On May 20, 1932 Mahatmaji went on a fast in Yerwada Jail protesting against separate electoral representation for backward Hindus. Tagore sent a telegram to Gandhiji saying “it is well worth sacrificing precious life for the sake of India’s unity and her social integrity. Though we cannot anticipate what effect it may have upon rulers who may not understand its immense importance for our people, we feel certain that the supreme appeal of such self offering to the conscience of our own countrymen will not be in vain. I fervently hope that we will not callously allow such national tragedy to reach its extreme length. Our sorrowing hearts will follow your sublime penance with reverence and love. Gandhiji replied “ “have always experience God’s mercy. Very early this morning I wrote seeking your blessing if you could approve action and behold I have it in abundance in your message just received” referring to the telegram.

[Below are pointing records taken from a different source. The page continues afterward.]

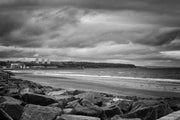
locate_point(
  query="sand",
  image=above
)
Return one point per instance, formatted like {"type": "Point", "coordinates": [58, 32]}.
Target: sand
{"type": "Point", "coordinates": [124, 87]}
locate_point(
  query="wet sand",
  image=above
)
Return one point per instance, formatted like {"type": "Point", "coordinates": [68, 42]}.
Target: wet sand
{"type": "Point", "coordinates": [124, 87]}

The same day Gandhiji wrote a letter to Gurudev Rabindranath saying “This is early morning 3 o’clock of Tuesday. I enter the fiery gate at noon – if you can bless the effort. I want it. You have been to me a true friend because you have been a candid friend often speaking your though aloud. I had looked forward to a firm opinion from you one or the other. But you have refused to criticize. Though it can now only be during my fast. I will yet prize your criticism, if your heart condemns my action. I am not too proud to make an open confession of my blunder, whatever the cost of confession, I find myself in error. If your heart approves the action I want your blessing. It will sustain me I hope I have made myself clear. My love”. A note was added by Gandhiji to this letter “Just as I was handing this o the Superintendent, I got your loving and magnificent wire. It will sustain me in the midst of the storm I am about to enter”. (Source: Rabindra Rachanawali, Vol. 14)

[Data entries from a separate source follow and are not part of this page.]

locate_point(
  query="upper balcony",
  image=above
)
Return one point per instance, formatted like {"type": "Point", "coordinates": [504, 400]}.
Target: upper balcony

Worried about the health of Mahatma Gandhi, fasting in Yerwada Jail protesting against the British proposal to formulate separate electoral representation to scheduled castes, Rabindranath Tagore reached Pune to see for himself. Mahatmaji sent his son to escort Tagore inside. By that time the British Government had accepted the demand of Mahatma Gandhi and the fasting leader observing moun till afternoon that day agreed to break his fast. Kamala Nehru prepared the juice and Kasturba Gandhi offered the sip. Tagore was requested by Mahatmaji to sing a self composed song. He sang “jiban jakhan shukai e jai, karunadharai eso”. Tagore included his experience of the day into his book on Mahatma Gandhi.

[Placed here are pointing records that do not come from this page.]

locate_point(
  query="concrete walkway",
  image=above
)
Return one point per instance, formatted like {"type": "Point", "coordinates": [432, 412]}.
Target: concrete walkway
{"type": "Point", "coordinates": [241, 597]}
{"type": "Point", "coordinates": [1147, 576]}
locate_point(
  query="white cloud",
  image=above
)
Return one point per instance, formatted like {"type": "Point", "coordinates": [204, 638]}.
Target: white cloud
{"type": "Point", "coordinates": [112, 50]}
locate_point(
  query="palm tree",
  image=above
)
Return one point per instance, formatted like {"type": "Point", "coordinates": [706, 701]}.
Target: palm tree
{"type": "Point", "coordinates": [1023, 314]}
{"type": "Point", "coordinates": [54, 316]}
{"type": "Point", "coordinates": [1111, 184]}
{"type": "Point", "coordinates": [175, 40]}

In Pune on Gandhi’s birthday Tagore attended a meeting in Shivaji Mandir presided over by Madan Mohan Malaviya where he read out his written speech and gave full throated support to Mahatmaji’s untouchability abolition movement.
Mahatma Gandhi visited Tagore’s school and university in Santiniketan on four occasions – twice with Kasturba Gandhi and twice alone. In 1936 Rabindranath reached Delhi with his Dance Drama team after visiting Allahabad and Lucknow with the purpose of collecting funds for Vishwa Bharati to tide over the money crunch. Mahatma Gandhi was sad to see that his Gurudev at such an old age moving around collecting funds. Gandhiji met him and arranged the money.
In 1940, a year before Tagore’s death, Gandhi along with Kasturba Gandhi went to see the ailing poet, where Tagore asked him to take charge of Vishwa Bharati after his absence. In 1951 after Independence, Vishwa Bharati was taken over by the Government of India as a Central University. Rabindranath attended a number of Congress sessions in Calcutta where he composed songs and sang. ‘Jana Gana Mana’ the National Anthem was the opening song for the second day of the Congress Session in 1911.